Oggi, al di là delle Costellazioni Sistemico Famigliari di Bert Hellinger, la modalità costellativa viene applicata in vari contesti e in varie forme. In particolare, soprattutto la dove si pone l’attenzione al dato simbolico e archetipico, si dà maggiore spazio alla spinta animica e alle sue manifestazioni simboliche. In particolare, nelle Costellazioni Biosimboliche  la percezione della “memoria generazionale”  e’ affidata alle rappresentazioni biologiche, in assoluto ascolto, senza porre interpretazioni provenienti da conoscenze “razionali”. Lo spazio del corpo viene vissuto in base alle manifestazioni di quella “anatomia simbolica”, che rappresenta l’ologramma del nostro mondo biologico e che ne determina il funzionamento. In tal senso ogni linguaggio simbolico può essere di aiuto, determinando il contesto narrativo della modalità costellativa e veicolando, in quanto simboli archetipici, le informazioni della memoria generazionale collettiva.

 

 

 

 

 

 



[1] “Mentre lavoravo al mio albero genealogico, ho capito la strana comunanza di destino che mi lega ai miei antenati. Ho fortemente il sentimento di essere sotto l’influenza di cose o problemi che furono lasciati incompleti o senza risposta dai miei genitori, dai miei nonni, dai miei bisnonni e dai miei antenati. Mi sembra spesso che ci sia in una famiglia un karma impersonale che si trasmette dai genitori ai figli”. “Mi è sempre sembrato di dover rispondere a problemi che il destino aveva posto ai miei antenati, e che non avevano ancora avuto risposta; o di dover portare a compimento, o anche soltanto continuare, cose che le età precedenti avevano lasciate incompiute”. (Ricordi, sogni, ricordi: Ma Vie, 1955)

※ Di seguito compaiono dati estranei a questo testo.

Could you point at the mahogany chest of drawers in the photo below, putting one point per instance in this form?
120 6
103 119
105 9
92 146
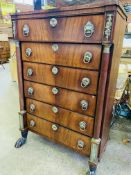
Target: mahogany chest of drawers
68 61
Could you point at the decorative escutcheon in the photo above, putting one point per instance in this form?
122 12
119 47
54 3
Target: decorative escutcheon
87 57
85 82
53 22
32 123
55 70
32 107
55 47
28 52
29 72
26 30
83 125
89 29
84 105
30 91
55 109
80 144
54 127
55 90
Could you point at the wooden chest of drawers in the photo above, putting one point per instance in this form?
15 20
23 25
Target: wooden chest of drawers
68 61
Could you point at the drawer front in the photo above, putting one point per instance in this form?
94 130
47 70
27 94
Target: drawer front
68 29
59 134
72 55
67 99
74 79
71 120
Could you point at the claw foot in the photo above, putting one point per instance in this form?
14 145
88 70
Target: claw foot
20 142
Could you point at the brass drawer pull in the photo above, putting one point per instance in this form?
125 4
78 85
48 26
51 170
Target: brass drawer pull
26 30
55 70
32 107
89 29
55 47
82 125
30 91
53 22
85 82
55 109
29 72
55 90
80 144
28 52
87 57
54 127
84 105
32 123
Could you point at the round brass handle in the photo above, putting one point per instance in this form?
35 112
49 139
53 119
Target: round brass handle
30 91
89 29
55 47
85 82
32 123
29 72
54 127
26 30
28 52
55 70
80 144
55 109
82 125
32 107
55 90
53 22
87 57
84 105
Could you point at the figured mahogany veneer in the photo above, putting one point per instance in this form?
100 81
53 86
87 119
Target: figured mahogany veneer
66 77
71 55
62 135
63 117
65 98
68 29
51 72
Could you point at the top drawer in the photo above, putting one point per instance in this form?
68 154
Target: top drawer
68 29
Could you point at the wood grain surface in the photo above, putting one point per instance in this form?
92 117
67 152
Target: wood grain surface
68 29
66 78
71 55
62 135
64 117
65 98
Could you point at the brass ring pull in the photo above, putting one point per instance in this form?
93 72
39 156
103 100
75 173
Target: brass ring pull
55 90
89 29
28 52
80 144
29 72
82 125
54 127
55 109
30 91
85 82
84 105
26 30
53 22
32 123
32 107
87 57
55 47
55 70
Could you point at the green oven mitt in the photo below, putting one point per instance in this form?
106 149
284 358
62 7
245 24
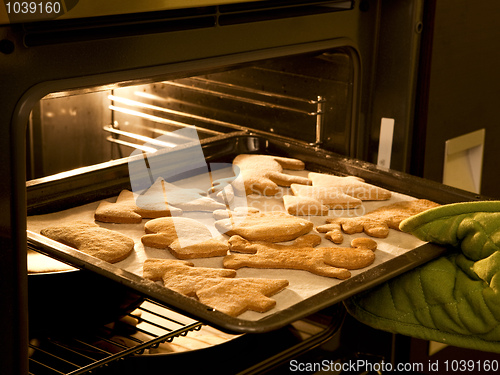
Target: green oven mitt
454 299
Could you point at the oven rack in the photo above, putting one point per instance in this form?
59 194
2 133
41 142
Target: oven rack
151 108
147 327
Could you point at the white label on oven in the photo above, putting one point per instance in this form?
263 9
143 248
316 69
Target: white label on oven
385 143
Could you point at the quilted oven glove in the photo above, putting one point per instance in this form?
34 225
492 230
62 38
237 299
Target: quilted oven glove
454 299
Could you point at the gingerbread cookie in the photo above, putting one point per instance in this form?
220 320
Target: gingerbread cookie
181 275
262 174
300 255
375 223
126 211
216 288
359 255
185 238
271 226
331 197
354 186
91 239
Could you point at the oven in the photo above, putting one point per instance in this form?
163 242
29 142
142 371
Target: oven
310 80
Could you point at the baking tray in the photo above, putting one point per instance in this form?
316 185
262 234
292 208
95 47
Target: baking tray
106 180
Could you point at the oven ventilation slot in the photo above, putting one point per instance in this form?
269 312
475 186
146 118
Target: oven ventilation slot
141 331
201 95
269 10
105 27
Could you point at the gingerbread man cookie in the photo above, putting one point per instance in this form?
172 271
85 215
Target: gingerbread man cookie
375 223
300 255
91 239
216 288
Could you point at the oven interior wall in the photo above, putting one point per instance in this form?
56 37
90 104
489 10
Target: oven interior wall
305 97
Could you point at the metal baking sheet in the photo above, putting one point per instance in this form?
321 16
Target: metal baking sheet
78 194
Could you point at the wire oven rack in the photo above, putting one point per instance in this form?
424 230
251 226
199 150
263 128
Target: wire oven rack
155 329
139 107
137 333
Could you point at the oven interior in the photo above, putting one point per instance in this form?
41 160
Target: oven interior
309 97
306 98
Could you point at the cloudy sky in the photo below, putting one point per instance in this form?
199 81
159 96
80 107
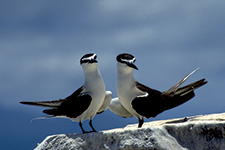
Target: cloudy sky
42 41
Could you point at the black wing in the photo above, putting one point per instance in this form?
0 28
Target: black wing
54 103
72 107
147 105
156 102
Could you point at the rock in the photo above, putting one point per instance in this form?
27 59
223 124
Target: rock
205 132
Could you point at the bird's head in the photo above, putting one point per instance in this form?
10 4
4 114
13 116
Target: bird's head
126 61
89 61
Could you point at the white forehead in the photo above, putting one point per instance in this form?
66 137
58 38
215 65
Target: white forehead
89 58
129 61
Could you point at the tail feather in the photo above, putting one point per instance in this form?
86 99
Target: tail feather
49 104
174 88
53 112
190 87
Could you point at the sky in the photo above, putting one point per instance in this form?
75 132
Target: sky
41 43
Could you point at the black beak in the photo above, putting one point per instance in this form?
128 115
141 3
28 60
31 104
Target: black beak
93 61
132 65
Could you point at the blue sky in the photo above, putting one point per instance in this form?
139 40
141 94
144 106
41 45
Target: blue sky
42 41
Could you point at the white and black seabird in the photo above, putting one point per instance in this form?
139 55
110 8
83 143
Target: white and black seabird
136 99
87 101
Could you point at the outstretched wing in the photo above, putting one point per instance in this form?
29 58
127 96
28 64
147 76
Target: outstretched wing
72 107
55 103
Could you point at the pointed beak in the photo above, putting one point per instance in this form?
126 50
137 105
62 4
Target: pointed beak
93 61
132 66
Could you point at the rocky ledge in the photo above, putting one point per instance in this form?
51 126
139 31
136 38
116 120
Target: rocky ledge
205 132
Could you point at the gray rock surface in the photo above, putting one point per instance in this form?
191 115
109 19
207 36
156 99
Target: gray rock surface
205 132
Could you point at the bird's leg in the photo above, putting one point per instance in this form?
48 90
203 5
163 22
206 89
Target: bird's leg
80 124
90 123
141 121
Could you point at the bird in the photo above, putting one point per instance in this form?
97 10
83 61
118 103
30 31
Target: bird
136 99
87 101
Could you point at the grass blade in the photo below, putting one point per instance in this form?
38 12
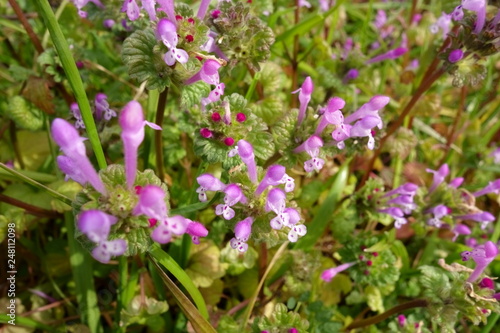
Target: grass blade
74 78
166 261
324 215
81 265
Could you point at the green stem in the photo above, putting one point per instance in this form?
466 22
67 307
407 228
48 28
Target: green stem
160 115
249 309
30 181
73 77
417 303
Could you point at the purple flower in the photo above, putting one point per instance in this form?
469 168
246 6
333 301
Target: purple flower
391 54
492 187
478 6
196 230
96 225
460 229
455 55
151 203
167 30
132 123
214 96
209 73
208 183
245 150
66 137
482 255
275 175
168 227
72 171
102 109
132 9
75 110
330 273
242 232
442 23
311 146
439 176
232 197
439 212
305 92
332 114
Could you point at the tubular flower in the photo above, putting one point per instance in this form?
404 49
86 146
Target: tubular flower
482 255
132 123
66 137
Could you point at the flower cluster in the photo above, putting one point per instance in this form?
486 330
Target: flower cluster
245 198
101 226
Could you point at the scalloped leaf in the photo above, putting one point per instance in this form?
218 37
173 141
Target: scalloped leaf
144 61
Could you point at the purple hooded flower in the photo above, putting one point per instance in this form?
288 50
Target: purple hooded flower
439 176
482 255
167 30
245 150
168 227
330 273
305 93
242 232
391 54
208 183
67 137
275 175
151 203
132 123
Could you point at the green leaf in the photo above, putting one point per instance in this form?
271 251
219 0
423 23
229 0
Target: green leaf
24 114
324 215
197 318
143 63
166 261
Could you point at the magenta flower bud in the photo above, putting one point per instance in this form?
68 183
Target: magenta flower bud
196 230
108 24
401 320
392 54
456 182
439 176
66 136
478 6
329 274
107 249
482 255
96 225
274 175
276 200
71 170
151 203
245 150
492 187
167 228
487 283
132 9
241 117
206 133
305 92
332 114
132 123
209 73
455 55
460 229
458 13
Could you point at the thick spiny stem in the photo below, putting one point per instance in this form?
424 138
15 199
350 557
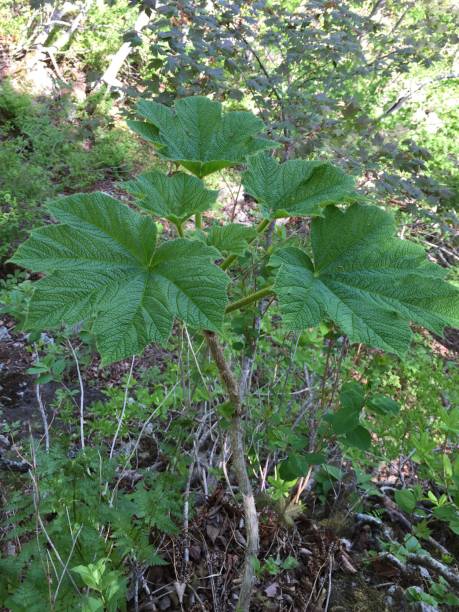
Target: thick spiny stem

[2] Sempre Jung nel 1948 ebbe ad affermare in una esposizione alla “Society for Psychical Research” a Londra: “Io dubito – lo confesso apertamente – che una metodologia e una riflessione esclusivamente psicologiche possano venire a capo dei fenomeni in questione. Non soltanto le costatazioni della parapsicologia, ma anche le mie stesse riflessioni teoriche (1946), mi hanno condotto a certi postulati che toccano la sfera delle rappresentazioni della fisica atomica, ossia del continuum spazio-tempo”.